2016年7月8日、ブラザー工業株式会社(以下:ブラザー、名古屋市瑞穂区、代表取締役社長:小池 利和)は、新規事業として燃料電池システムを開発したことを発表した。
 写真 製品イメージ(BFC2-W700MH)

水素と酸素を反応させて電気を生み出す燃料電池は、環境への負荷が小さく、発電効率に優れた次世代のエネルギーシステムとして期待されている。
ブラザーでは、プリンターや複合機の開発を通して蓄積してきた小型化技術や、工作機械などで培った電源制御技術を活かし、燃料電池システムを開発している。

◆燃料電池システムの特長

  • 小型で設置性に優れる:
    同じ給電量の従来型非常用電源(リチウムイオン電池使用)に比べ※1、体積が1/6、重さが1/4と非常にコンパクト。

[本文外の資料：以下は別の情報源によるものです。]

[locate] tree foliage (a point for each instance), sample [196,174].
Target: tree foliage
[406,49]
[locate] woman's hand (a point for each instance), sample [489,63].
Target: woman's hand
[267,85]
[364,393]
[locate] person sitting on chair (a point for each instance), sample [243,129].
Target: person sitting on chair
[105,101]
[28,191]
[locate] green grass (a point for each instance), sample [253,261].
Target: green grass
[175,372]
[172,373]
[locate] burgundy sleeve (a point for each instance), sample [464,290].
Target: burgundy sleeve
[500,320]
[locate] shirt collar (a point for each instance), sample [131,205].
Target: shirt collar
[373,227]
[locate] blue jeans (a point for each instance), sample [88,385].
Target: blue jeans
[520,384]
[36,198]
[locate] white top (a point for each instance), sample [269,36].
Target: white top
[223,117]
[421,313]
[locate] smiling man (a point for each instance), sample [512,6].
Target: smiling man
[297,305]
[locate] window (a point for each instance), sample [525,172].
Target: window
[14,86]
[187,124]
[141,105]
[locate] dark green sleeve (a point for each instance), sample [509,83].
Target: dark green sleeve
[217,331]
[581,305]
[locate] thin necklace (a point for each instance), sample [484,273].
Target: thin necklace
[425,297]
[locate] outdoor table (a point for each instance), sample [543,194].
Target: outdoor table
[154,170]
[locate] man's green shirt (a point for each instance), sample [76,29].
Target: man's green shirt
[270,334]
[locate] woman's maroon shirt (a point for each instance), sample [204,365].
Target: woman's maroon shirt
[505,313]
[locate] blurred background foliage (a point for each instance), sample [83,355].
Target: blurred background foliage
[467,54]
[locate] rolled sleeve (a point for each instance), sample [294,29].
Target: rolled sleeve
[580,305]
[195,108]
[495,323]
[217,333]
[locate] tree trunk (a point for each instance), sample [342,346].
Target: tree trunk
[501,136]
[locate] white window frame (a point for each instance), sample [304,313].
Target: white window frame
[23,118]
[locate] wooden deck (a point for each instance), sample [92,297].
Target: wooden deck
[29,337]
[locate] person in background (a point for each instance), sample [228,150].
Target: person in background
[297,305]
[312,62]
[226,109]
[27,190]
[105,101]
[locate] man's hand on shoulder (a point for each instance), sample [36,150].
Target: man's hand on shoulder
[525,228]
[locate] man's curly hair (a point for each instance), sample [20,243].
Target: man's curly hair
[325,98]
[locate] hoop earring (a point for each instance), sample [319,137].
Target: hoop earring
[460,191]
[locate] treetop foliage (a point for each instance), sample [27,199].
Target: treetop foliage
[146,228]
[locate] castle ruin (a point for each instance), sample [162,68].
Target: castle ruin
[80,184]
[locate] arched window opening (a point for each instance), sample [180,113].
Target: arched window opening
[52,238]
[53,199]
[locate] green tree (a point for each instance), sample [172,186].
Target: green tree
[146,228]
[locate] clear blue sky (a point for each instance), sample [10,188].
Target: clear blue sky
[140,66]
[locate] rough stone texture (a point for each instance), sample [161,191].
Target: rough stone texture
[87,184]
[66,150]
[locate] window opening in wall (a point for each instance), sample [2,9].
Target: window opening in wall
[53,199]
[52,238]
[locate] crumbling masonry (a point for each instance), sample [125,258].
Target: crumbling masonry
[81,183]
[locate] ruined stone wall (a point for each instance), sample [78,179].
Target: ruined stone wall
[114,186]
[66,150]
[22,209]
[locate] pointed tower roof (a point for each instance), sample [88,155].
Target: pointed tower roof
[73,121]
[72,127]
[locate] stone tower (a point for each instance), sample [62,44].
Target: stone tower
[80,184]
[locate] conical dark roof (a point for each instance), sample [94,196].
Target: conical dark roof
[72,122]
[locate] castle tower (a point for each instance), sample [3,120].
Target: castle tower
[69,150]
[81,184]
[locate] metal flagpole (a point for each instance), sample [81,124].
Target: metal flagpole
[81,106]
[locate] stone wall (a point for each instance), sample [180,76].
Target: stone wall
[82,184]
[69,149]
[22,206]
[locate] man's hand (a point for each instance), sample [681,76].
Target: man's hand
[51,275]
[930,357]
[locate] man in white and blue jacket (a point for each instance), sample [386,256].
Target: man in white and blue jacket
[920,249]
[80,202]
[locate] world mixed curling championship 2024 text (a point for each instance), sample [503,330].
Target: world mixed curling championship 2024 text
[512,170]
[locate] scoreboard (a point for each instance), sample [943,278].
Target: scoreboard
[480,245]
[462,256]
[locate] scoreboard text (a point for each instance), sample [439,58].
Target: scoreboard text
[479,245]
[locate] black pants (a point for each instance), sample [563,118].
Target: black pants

移動・設置が簡単で、作業効率にも優れており、水没対策として柱に取り付けることも可能。
     
  • 続運転時間72時間以上:
    エンジンを水で冷却する水冷方式を採用しており、長時間の連続稼働でも電圧が下がらず、安定的に給電することができる。発電したまま燃料ケースを交換することもでき、72時間以上の連続運転が可能。※2
     
  • 長期的に安全:
    水素吸蔵合金という特殊な金属に水素を貯蔵しており、燃料が劣化しないため、長期保管が可能。火器を使用しないため消防法上の設置制約がなく、都市型の非常用電源として活用できる。
     
  • 高メンテナンス性:
    燃料ケースを入れるだけで簡単にセットが完了する。また、オプションのモジュールを設置することで、ネットワークを介していつでも遠隔メンテナンス・監視を行うことができる。

今後ブラザーでは、非常用電源としての用途を皮切りに、さまざまな場面で活用を目指し、コジェネレーションシステムの開発に取り組んいく。※3


※1 ブラザー発表値。

※2 ケースの燃料で約1日稼働。

※3 上記燃料電池システムとは異なる。現在開発中のため、製品詳細は未定。